Ma ciò che per me era un sogno, per altri era realtà. In ogni paesello, ad ogni approdo, si vedevano dei volti sorridenti accogliere gli ospiti, gli amici, i congiunti, o salutare i passaggeri. Io solo non avevo una mano che si stendesse per mandarmi un saluto, io povero orfano andavo a guadagnarmi il pane in un deserto villaggio delle montagne, e fuggivo lontano da colei che avrebbe potuto fare la felicità della mia vita. Fantasticando in tal modo sugli umani destini, il mio sguardo si arrestava sopra le povere casupole dei pescatori, e pareva che una mano misteriosa mi additasse quelle catapecchie per mostrarmi che dovunque si vada la miseria sta al fianco della ricchezza, e talvolta si avvicendano sulla ruota della fortuna; la miseria è sovente il prodotto dell'ignoranza, come le ricchezze sono il frutto del lavoro e dell'ingegno, e appunto molti di quei caseggiati sul lago rappresentano il guadagno di grandi artisti che col loro genio seppero raggiungere la celebrità e la fortuna.

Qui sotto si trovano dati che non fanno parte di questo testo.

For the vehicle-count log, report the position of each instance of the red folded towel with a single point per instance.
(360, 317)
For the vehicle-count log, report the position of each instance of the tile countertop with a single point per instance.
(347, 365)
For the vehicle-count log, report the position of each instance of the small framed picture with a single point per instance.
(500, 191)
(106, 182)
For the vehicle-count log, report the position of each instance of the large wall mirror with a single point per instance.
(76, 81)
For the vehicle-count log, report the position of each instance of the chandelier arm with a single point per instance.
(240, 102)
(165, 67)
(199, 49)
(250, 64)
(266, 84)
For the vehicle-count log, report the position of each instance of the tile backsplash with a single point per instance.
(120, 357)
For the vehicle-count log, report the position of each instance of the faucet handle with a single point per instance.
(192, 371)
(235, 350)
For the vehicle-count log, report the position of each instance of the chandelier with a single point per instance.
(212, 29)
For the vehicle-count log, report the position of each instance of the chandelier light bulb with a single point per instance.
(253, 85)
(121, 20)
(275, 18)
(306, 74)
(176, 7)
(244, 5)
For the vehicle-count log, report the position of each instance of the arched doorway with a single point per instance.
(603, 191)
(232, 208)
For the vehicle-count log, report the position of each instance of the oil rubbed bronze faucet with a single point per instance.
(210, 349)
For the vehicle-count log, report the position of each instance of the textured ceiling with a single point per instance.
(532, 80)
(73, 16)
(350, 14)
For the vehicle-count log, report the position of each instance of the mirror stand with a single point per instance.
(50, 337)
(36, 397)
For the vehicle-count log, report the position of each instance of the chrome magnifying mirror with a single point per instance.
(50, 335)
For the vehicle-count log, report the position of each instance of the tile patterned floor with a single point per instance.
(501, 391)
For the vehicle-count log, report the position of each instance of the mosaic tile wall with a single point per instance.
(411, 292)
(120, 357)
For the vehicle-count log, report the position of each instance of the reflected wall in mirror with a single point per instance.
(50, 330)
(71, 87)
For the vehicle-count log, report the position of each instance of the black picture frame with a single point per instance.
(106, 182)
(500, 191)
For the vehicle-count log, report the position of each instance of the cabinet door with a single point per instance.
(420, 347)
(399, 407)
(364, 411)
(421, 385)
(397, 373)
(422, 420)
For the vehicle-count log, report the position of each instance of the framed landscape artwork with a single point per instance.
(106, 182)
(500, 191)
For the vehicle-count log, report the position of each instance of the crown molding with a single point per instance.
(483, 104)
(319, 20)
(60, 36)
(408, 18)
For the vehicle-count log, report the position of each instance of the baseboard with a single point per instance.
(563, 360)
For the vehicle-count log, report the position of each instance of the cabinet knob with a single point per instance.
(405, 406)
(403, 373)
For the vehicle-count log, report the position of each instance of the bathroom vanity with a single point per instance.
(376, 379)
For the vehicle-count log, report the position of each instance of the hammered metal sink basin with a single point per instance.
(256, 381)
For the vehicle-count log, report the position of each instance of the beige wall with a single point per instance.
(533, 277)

Allora mi parve nuovamente che il Lucchino Visconti dovesse aprirmi la strada a lucrosi guadagni, che mi avrebbero permesso un giorno di acquistare uno di quei deliziosi villini e di condurvi la contessa Savina.
A poco a poco il lago si faceva più solitario e più grave. Alle villette signorili succedevano i paeselli laboriosi e le nude roccie. È sempre così nella vita: ai sorrisi della gioventù succedono i pensieri dell'età matura, alla poesia che apre lo spettacolo dell'esistenza seguono le gravi cure degli affari; la vita procede meno bella, ma più seria e più utile; voltandoci indietro vediamo il cammino percorso, e guardando avanti possiamo calcolare la breve distanza che ancora ci divide dal porto… infatti poco dopo il battello giunto davanti Colico si arrestava, terminando così le mie divagazioni poetiche e il viaggio.
Ogni poeta diventa positivo davanti i fatti volgari della vita, ed io ho dovuto abbandonare i miei sogni per correr dietro al mio bagaglio; ma quando mi accorsi che bisognava scendere a terra, il ponte del battello era già sgombro, e i viaggiatori s'erano precipitati sulla riva. Non potevo staccare il mio sguardo da quel panorama del lago, e mentre il mio occhio saliva dalle colline ai boschi, dai boschi alle nude roccie, ed alle cime imbiancate dalla neve, i miei compagni di viaggio entravano nel paese. L'ultimo facchino mi offrì i suoi servigi che accettai, sbarcando colle mie valigie quando gli altri passeggieri erano già molto lontani.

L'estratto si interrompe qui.